Ihre Zusammenarbeit haben Amiel Courtin-Wilson und Michael Cody schon mit dem Film Hail in Venedig 2011 unter Beweis gestellt. Jetzt folgt Ruin und zeigt den Qualitätsstandard, den es braucht, um sich heiklen Thematiken einfühlsam und ohne zuviel Autorschaft zu widmen. Ruin wurde fast vollständig in Kambodscha gedreht, die Hauptdarsteller sprechen Khmer, das den Film im Original mit „Om Tuk“ betitelte.

Obwohl Phirun (Ros Mony) und Sovanna (Sang Malen) um Phnom Penh beheimatet sind, wurde ihnen ihr Text souffliert. Der Film kommt ansonsten mit wenig Sprache aus und lässt oft fotografisch-dokumentarische Bilder sprechen. Die Entwicklung scheint ein von Cody vorbereiteter Road-Trip zu sein, dessen besondere Momente sich meist zwischen zwei langen Übergängen in Unschärfe herauskristallisieren.


Für Cody und Courtin-Wilson war die lokale Ausarbeitung und die Nähe zu den Menschen und ihrer modernen Problemlage durchaus wichtig. Es wurden viele Interviews geführt, wobei außer bei Ros Mony, die Auswahl auf Laiendarsteller fiel. Eine einfache, aktuelle Story über die private Hölle in Dritte-Welt-Ländern.

Der Film beginnt gewalttätig. Phirun, der die Facetten der männlich dominierten Gewalt trotz ihrer Grausamkeit in stillen Portraitaufnahmen zu reflektieren scheint, wird nach einer Beleidigung und der folgenden Schlägerei aus der Fabrik geworfen. Sovanna, hat einen Kunden nicht glücklich gemacht und wird dafür geschlagen und eingesperrt, um auf die Nacht und eine weitere Folter zu warten.

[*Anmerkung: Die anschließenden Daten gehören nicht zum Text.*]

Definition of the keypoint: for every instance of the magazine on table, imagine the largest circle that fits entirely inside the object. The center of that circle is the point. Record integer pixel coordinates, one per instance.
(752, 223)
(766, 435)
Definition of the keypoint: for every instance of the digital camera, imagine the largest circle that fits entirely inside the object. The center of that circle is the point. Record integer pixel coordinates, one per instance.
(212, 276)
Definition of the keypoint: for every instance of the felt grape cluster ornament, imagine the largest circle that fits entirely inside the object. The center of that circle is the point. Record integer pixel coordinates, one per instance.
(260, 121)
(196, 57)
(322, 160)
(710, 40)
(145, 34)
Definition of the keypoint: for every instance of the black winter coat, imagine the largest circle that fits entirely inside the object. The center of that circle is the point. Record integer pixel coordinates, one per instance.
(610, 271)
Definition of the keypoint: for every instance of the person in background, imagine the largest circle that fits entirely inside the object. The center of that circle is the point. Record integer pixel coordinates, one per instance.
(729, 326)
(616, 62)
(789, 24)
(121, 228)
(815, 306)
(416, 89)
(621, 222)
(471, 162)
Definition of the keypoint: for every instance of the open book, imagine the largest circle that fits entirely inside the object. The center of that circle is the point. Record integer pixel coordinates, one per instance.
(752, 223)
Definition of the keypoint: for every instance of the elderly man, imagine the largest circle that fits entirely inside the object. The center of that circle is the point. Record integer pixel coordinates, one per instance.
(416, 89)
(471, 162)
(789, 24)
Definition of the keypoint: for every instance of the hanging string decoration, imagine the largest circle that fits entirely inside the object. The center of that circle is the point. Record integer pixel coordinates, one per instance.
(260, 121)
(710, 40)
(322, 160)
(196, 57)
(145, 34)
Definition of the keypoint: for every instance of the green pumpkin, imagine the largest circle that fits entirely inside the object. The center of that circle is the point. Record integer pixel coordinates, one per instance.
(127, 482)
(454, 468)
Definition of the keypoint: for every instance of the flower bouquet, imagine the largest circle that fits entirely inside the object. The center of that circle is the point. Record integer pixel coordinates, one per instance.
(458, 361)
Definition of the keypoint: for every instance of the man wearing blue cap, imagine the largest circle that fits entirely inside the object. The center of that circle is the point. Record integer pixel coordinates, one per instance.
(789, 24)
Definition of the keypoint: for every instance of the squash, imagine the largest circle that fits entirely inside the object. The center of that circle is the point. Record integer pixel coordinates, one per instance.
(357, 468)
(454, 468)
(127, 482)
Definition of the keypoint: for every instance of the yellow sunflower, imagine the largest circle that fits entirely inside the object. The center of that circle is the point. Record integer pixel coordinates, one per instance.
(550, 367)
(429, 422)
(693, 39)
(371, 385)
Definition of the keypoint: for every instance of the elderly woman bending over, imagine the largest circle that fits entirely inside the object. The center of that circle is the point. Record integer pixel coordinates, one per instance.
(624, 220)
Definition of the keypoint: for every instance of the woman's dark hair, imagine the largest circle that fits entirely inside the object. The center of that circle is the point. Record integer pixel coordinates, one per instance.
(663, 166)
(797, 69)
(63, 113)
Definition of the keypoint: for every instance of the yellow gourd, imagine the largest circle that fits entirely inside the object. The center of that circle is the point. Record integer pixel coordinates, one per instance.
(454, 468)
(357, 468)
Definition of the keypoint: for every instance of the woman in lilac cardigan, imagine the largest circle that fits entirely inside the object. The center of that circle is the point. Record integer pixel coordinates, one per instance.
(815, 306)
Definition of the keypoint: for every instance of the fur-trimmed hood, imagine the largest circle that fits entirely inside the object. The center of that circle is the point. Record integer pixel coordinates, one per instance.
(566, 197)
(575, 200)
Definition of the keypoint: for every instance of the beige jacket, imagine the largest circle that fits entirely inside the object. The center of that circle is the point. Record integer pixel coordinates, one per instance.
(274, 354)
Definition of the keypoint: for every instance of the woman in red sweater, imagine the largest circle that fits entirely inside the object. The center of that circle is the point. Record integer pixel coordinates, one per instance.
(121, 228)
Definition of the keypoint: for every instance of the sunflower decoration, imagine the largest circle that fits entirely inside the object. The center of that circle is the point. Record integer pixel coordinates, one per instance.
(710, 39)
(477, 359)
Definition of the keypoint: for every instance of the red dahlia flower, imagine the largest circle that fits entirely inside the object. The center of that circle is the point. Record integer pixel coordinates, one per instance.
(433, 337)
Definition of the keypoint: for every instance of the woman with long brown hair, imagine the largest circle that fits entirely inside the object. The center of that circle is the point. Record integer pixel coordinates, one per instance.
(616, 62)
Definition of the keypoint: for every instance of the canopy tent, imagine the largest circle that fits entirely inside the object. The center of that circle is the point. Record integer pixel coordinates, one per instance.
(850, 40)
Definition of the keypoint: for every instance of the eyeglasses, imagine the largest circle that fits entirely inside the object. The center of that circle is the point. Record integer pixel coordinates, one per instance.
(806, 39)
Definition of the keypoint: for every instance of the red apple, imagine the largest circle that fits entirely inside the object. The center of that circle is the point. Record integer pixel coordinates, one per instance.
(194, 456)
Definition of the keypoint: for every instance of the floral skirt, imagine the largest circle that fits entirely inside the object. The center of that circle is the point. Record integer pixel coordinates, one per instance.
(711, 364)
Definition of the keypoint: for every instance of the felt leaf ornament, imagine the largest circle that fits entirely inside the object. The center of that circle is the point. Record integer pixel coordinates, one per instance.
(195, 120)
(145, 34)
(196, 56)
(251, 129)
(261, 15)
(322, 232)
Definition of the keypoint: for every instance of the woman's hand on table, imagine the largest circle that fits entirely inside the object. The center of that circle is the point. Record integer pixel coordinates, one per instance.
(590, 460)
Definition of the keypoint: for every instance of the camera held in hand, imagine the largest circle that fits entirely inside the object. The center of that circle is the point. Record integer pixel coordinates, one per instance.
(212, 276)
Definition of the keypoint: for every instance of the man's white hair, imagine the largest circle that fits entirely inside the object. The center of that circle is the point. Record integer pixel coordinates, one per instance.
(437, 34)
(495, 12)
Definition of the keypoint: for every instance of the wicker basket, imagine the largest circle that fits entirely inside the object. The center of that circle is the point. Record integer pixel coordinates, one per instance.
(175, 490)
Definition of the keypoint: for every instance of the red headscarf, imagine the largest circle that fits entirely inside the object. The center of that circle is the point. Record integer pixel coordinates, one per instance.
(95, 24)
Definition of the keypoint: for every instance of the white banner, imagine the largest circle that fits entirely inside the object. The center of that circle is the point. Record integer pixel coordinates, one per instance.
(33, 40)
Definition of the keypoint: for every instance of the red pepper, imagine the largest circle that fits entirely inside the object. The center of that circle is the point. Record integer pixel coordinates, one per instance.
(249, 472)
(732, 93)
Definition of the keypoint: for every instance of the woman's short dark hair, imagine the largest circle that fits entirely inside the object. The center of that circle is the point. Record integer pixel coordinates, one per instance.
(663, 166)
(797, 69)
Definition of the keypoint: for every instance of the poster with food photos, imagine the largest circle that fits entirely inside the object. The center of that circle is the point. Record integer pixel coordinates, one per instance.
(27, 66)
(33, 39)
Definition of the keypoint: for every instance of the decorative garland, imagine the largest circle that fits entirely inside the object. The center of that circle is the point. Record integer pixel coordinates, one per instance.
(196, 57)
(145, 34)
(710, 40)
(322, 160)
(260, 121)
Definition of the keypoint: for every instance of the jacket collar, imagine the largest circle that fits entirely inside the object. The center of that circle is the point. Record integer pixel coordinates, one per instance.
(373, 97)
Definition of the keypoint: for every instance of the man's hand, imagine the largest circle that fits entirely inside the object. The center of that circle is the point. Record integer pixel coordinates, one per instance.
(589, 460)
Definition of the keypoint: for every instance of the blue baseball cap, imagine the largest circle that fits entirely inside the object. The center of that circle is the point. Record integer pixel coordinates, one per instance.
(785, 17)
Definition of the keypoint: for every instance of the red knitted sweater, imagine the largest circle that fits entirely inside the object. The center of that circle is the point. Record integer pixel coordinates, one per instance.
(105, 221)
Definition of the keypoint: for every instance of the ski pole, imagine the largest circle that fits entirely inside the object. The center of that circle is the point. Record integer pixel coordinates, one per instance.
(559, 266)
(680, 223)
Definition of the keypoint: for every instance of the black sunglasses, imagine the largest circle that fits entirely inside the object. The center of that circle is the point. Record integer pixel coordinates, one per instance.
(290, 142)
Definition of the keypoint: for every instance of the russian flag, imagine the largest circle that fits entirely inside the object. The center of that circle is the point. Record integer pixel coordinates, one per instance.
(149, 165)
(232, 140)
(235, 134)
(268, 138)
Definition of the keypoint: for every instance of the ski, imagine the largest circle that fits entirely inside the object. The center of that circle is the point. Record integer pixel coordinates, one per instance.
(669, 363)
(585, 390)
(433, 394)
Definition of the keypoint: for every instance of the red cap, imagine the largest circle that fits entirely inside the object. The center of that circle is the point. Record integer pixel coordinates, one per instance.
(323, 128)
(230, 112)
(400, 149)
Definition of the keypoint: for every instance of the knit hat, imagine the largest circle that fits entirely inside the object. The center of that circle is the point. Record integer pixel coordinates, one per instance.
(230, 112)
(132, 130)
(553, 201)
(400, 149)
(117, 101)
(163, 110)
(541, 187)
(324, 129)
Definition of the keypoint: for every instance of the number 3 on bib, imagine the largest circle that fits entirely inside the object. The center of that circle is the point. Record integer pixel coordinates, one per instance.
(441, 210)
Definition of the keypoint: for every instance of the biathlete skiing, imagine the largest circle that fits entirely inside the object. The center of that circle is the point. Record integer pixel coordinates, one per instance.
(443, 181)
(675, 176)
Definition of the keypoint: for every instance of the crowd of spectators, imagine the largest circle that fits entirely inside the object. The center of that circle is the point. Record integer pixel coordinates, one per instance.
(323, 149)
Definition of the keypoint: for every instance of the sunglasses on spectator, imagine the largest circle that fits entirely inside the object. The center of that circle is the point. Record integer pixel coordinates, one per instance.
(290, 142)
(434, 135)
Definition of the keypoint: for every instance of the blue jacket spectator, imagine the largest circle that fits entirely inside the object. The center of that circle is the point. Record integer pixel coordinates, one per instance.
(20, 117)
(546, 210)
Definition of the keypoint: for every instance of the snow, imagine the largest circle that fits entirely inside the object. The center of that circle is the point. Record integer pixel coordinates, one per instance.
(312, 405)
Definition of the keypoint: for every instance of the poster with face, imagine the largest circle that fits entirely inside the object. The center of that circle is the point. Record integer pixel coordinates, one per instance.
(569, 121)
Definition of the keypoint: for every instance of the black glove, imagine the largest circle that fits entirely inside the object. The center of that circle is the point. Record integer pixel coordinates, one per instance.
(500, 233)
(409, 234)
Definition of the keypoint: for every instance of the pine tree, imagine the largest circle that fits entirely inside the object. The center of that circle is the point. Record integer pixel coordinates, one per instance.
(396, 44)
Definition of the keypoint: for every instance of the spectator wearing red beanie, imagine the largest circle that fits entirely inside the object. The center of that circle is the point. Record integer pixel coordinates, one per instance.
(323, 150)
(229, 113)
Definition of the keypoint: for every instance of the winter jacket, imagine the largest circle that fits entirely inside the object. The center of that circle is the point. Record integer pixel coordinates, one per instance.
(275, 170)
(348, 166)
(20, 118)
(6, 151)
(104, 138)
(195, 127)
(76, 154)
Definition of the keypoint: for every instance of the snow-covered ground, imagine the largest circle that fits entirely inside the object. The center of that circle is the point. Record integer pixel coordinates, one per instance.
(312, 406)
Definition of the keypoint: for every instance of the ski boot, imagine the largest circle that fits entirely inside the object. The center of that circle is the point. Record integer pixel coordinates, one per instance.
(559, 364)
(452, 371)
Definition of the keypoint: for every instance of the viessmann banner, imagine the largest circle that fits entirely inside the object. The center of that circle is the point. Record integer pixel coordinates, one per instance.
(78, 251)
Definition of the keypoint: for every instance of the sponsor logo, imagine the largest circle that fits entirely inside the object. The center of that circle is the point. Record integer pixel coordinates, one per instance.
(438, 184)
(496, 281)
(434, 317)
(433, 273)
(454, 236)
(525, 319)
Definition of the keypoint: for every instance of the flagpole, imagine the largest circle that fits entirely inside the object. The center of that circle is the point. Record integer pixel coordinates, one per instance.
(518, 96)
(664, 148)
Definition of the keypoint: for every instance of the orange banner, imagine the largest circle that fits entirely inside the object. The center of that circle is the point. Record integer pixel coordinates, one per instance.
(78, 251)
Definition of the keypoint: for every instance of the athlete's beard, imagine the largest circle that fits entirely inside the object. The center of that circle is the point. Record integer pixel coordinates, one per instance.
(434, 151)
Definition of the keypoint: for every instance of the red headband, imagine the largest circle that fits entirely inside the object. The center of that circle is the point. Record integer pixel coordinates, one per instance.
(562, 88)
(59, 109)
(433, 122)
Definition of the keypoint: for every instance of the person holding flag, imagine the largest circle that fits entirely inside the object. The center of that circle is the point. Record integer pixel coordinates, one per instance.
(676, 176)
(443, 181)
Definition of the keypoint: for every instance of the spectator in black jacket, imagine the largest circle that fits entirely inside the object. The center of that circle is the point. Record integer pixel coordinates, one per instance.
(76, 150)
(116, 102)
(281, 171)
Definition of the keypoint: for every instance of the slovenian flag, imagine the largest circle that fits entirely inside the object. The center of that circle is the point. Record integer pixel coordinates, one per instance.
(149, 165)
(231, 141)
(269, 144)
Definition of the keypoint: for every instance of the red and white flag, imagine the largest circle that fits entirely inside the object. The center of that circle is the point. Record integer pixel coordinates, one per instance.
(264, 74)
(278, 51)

Die farbenfrohen Bilder des Filmbeginns sind in Unschärfe getaucht und schnell vergessen. Sie tauchen wieder auf als sich die beiden Hauptdarsteller zufällig auf der Flucht begegnen, während Phirun und Sovanna ziellos die nächtliche Straße entlanggehen und sich die Menge lichtet. Momente des Glücklichen sind in ihrer Geschichte selten zu finden, da die Befreiung oder das gewonnene Geld immer mit Schmerz, Diebstahl oder Mord verbunden ist. Die atmosphärische Musik verdeutlicht die Gefühlslage der ruhigen Momente, in denen das Pärchen kurzzeitig aus der Unklarheit der Welt auftaucht und stetig in die trübe Zukunft weiterzieht. Zwischen den zahlreichen Vergewaltigungsversuchen, die Sovanna über sich ergehen lassen muss, sobald Phirun sie für Minuten aus den Augen lässt und den Augenblicken seiner grausamen Taten um ihr beider Überleben zu sichern, scheint es jedoch unmöglich für die beiden zueinander zu finden - reale und nächtliche Alpträumen wechseln sich ab. Die in den Bann ziehende musikalische Untermalung lässt im Verlauf nach, auch rücken andere Stilmittel der Farb- und Lichtgebung kurzzeitig und effektvoll in den Vordergrund um für Ablenkung zu sorgen. 


Zwei Szenen bleiben besonders in Erinnerung: Das unkommentierte Gedankenspiel zur Mitte des Films, in dem Sovanna und Phirun unter dem weißen Bettlaken liebevoll übereinander sinnieren. Und das Ende des Films, das einer vorherigen Bootsszene gleicht und dieser eine alternative Wendung ermöglicht. Das Pärchen begeht keinen weiteren Mord, sondern wird im Schlaf von zwei Kindern geweckt, um sie in das elterliche Haus zum Schlafen einzuladen.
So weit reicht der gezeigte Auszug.